In conclusion, the higher plasma 25(OH)D concentrations of ≥ 50 ng/ml or 125 nmol/L in this cohort were independently associated with 80% lower incidence rates of diabetes. However, a target threshold of 50 ng/ml or 125 nmol/L is considerably above that recently recommended by an expert consensus panel that considered all known benefits and risks of vitamin D, and suggested instead a threshold of 30 ng/ml or 75 nmol/L [51]. As a result the possibility of a threshold higher than 30 ng/ml or 75 nmol/L should be approached with caution, pending replication of the findings [50].

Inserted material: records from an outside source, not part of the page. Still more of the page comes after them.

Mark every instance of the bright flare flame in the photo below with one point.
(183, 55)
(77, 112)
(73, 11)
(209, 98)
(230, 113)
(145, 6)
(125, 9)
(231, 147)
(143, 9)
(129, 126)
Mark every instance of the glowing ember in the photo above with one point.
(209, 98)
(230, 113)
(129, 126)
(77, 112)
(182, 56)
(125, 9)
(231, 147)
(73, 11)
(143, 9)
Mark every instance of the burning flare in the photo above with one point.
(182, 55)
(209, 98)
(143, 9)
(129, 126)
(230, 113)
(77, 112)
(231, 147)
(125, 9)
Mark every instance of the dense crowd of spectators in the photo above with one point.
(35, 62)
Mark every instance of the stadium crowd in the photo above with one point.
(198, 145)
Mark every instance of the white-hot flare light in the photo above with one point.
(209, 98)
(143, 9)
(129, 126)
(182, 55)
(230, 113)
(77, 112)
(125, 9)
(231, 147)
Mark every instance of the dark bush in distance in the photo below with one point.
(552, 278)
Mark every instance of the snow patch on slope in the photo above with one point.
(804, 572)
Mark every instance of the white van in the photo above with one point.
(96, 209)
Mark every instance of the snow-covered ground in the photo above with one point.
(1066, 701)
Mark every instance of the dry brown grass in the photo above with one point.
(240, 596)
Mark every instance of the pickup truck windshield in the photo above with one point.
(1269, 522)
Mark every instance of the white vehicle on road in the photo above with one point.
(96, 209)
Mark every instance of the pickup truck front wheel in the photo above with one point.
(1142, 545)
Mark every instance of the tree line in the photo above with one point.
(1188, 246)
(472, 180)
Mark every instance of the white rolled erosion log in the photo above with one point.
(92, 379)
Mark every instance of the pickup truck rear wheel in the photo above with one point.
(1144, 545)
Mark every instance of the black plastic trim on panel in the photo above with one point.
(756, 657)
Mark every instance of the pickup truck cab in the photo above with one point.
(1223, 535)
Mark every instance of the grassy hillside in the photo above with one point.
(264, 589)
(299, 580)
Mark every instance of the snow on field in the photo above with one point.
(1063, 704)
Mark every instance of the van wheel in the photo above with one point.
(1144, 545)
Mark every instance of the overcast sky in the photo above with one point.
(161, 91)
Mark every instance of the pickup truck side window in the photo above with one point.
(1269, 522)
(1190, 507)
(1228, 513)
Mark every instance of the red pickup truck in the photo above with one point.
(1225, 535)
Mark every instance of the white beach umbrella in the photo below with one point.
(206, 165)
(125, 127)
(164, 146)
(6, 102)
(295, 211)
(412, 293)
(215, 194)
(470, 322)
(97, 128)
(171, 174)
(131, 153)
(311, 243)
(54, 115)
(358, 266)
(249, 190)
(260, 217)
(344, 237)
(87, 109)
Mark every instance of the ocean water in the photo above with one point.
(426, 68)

Our study does not solve the basic question of whether individuals may need to seek vitamin D supplementation if needed to maintain a concentration of 30 ng/ml or 75 nmol/L, despite the possibility of any toxicity. A recent placebo-controlled randomized trial of a vitamin D weekly bolus supplement for pre-diabetes patients failed to prove a beneficial effect on 5-year incidence of diabetes [52]. Sufficient 25(OH)D levels obtained naturally from sunlight and food, not supplementation, might be more relevant than supplementation to reduce risk of diabetes. Larger cohort studies or long-term clinical trials would be desirable to help confirm whether this association is causal.

This study used a single measurement of 25(OH)D during a longitudinal study, since no other measurements were available. These measurements may have been more representative of serum levels during the 12.5 years of follow-up if two or more measurements had been made. The single measurement would have been of greatest concern if the study had found no association, since the absence of an association could have been due to use of a single measurement.

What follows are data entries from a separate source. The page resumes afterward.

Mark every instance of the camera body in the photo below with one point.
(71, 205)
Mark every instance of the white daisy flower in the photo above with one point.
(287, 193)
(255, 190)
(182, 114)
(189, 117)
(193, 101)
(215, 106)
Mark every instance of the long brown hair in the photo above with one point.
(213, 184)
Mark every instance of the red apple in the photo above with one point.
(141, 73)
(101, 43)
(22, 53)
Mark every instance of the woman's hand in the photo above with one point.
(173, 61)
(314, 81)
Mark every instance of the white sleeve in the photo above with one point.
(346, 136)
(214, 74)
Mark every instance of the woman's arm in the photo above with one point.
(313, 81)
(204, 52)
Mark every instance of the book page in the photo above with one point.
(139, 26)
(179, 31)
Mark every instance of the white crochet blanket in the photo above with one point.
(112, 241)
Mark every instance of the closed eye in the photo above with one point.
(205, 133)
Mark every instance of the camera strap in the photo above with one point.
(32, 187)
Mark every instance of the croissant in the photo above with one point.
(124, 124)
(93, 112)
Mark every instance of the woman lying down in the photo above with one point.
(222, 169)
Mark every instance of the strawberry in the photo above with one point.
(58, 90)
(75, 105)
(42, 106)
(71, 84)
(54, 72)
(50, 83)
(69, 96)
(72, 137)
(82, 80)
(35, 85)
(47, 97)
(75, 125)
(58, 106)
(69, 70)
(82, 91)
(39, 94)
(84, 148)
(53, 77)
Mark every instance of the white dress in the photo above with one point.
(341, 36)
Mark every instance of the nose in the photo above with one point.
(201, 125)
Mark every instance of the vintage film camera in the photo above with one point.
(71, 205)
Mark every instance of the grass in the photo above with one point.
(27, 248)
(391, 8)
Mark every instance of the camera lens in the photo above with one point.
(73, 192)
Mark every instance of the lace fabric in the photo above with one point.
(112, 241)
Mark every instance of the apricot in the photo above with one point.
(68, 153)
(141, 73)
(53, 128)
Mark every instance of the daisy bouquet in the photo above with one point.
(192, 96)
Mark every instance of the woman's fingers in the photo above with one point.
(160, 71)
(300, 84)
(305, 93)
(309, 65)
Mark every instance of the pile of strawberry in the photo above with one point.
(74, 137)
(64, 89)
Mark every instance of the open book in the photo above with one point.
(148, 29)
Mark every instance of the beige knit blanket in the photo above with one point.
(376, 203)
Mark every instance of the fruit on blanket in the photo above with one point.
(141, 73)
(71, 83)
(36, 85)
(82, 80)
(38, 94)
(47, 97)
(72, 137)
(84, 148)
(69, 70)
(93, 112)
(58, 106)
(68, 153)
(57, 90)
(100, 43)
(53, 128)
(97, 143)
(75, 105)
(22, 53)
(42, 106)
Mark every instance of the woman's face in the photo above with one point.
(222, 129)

However an inverse association of 25(OH)D with incidence of diabetes was detected in this study despite the use of a single baseline measurement. It is possible that more associations could have been detected if there were more measurements of 25(OH)D during follow-up. On the other hand, 25(OH)D concentrations tend to be somewhat stable over time in adults [3]. The question of stability of season-specific 25(OH)D concentrations in adults over periods of 5 years or longer should be further studied in cohorts that have used multiple measurements during follow-up [3].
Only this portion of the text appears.